O clima, no entanto, era estranho. A conversa não fluía. Todos se sentiam desconfortáveis.

– A amanhã, hein? Será que chove? Alguém tentou puxar conversa, para ter resposta apenas com sobrancelhas levantadas.

Incomodado, Henrique rompeu o silêncio antes do jantar ser servido.

– Tô com vontade de tomar uma cerveja bem gelada… E vocês?

Paulo seguiu.

– Eu também. Este calor todo! Aqui embaixo tem um bar que fica aberto o tempo inteiro. Vamos lá comprar umas e trazer pra cá?
– Bora!

Sem sequer esperar resposta das respectivas, se dirigiram ao lobby e chamaram o elevador.

Passou o tempo, mais de meia hora, e nada dos dois chegarem.

As mulheres, vendo os celulares deixados em cima da mesa, foram preocupadas para o lobby. Viram que o elevador tinha acabado de sair do décimo oitavo, e enquanto descia, ouviram gargalhadas sumindo no poço. Dali mais um tempo, as gargalhadas foram aumentando de volume até chegar novamente ao andar onde estavam.

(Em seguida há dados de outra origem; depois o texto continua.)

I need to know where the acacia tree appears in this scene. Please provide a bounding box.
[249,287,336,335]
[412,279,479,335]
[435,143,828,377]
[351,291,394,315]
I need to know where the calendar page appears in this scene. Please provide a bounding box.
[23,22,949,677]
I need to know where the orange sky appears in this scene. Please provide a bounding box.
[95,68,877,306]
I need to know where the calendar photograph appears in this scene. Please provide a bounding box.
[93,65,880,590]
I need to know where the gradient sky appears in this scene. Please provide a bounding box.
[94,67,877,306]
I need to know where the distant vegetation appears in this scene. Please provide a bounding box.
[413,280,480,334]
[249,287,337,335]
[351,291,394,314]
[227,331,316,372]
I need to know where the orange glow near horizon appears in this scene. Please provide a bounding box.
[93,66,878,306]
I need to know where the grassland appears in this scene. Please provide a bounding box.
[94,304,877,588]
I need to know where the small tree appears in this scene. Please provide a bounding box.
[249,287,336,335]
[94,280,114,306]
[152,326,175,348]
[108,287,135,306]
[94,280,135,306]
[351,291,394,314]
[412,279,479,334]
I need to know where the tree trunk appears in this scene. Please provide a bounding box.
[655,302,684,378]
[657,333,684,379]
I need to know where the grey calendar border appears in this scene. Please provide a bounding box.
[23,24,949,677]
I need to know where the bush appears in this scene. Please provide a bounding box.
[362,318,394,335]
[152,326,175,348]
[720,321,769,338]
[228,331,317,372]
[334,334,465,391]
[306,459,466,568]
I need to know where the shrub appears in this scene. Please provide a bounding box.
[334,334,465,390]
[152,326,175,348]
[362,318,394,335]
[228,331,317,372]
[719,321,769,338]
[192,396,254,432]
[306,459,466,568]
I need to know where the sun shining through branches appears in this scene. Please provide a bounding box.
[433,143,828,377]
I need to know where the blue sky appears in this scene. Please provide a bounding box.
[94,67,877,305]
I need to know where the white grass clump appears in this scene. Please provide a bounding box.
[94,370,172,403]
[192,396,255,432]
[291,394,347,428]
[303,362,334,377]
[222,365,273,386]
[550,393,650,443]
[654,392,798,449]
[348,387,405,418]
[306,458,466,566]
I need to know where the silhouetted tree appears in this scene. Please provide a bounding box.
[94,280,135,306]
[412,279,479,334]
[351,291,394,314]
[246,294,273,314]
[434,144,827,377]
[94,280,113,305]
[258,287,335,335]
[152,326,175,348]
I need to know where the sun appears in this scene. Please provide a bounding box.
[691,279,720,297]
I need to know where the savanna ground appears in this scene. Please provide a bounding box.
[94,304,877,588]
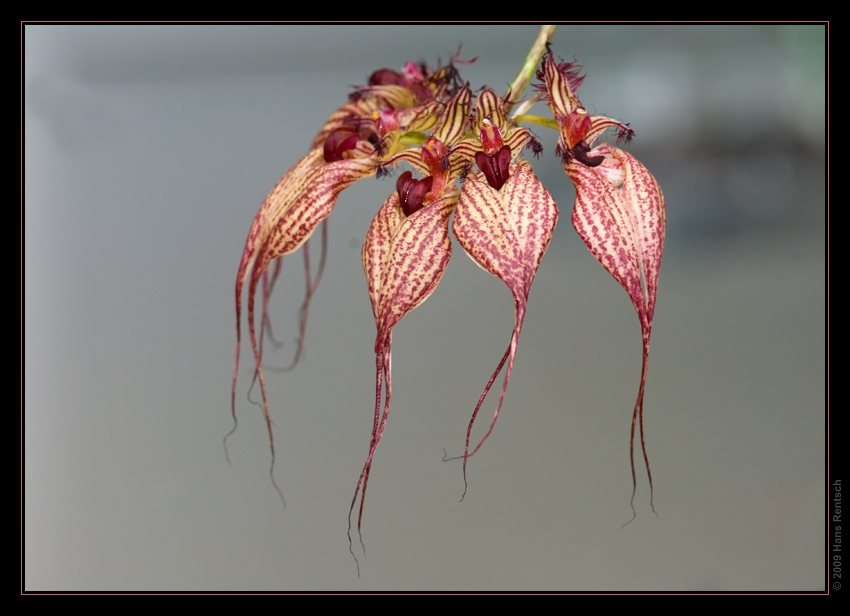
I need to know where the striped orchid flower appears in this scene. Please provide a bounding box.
[231,63,464,460]
[231,26,665,556]
[538,53,666,510]
[452,87,558,494]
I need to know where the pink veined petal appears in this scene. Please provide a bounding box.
[232,148,377,472]
[447,159,558,495]
[565,145,666,510]
[349,187,457,560]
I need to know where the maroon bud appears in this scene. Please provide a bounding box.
[395,171,434,216]
[475,145,511,190]
[324,128,360,163]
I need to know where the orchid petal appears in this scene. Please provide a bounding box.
[452,159,558,494]
[565,145,666,510]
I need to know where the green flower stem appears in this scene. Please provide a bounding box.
[505,25,556,110]
[512,115,561,131]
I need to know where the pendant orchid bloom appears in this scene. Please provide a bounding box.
[444,87,558,498]
[231,63,464,470]
[539,53,666,510]
[225,27,665,556]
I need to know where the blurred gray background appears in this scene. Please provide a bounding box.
[24,25,827,591]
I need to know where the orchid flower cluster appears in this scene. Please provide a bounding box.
[231,31,665,528]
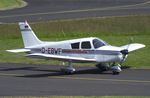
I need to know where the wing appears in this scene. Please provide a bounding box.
[120,43,145,52]
[27,53,96,62]
[6,49,31,53]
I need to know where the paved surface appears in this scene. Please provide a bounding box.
[0,0,150,96]
[0,63,150,96]
[0,0,150,22]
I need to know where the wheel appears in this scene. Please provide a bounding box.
[61,67,75,74]
[113,71,120,75]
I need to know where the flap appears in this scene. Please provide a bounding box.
[121,43,145,52]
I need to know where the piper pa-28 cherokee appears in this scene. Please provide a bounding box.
[7,21,145,74]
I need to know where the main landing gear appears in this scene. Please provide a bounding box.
[96,63,122,75]
[61,62,76,74]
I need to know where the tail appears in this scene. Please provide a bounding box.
[19,21,42,48]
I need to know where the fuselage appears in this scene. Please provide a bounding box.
[27,37,122,62]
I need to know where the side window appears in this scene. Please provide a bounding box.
[71,42,80,49]
[81,41,91,49]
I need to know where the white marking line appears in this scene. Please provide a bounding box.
[0,73,23,77]
[49,76,150,83]
[0,1,150,18]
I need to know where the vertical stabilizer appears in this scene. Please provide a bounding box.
[19,21,42,48]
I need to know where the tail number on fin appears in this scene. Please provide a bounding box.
[41,47,62,54]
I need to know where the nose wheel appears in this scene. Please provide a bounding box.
[111,64,122,75]
[61,62,76,74]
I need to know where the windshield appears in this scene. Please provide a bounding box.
[93,39,108,48]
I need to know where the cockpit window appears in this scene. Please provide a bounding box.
[93,39,107,48]
[81,41,91,49]
[71,42,80,49]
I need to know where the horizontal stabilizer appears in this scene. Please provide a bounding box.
[27,53,96,62]
[120,43,145,52]
[6,49,30,53]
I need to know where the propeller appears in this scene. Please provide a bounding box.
[120,38,133,63]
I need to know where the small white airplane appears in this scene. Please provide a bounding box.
[7,21,145,74]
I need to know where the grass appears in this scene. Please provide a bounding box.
[2,96,150,98]
[0,0,27,10]
[0,15,150,68]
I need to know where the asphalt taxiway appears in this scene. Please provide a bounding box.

Dentro, Carina e Kátia encontraram os dois amigos numa conversa extremamente animada, tomando umas cervejas. Surpresas, no abrir da porta foram recepcionadas por um caloroso beijo e abraço. Pelo menos quatro latinhas já estavam vazias no chão.

– Segura a porta!

Correram para dentro a buscar a garrafa de vinho pela metade e suas taças.

Voltaram e andaram no elevador por quase 3 horas, numa palestra animada que parecia não ter fim.

Vez ou outra entrava algum intruso.

– Boa noite.
– Boa.
– Calor, não?

E todos caíam na gargalhada.

Até hoje dizem que foi o jantar mais legal que tiveram na vida.  E marcaram um novo no sábado seguinte, desta vez no lobby do vigésimo, para alongar a viagem.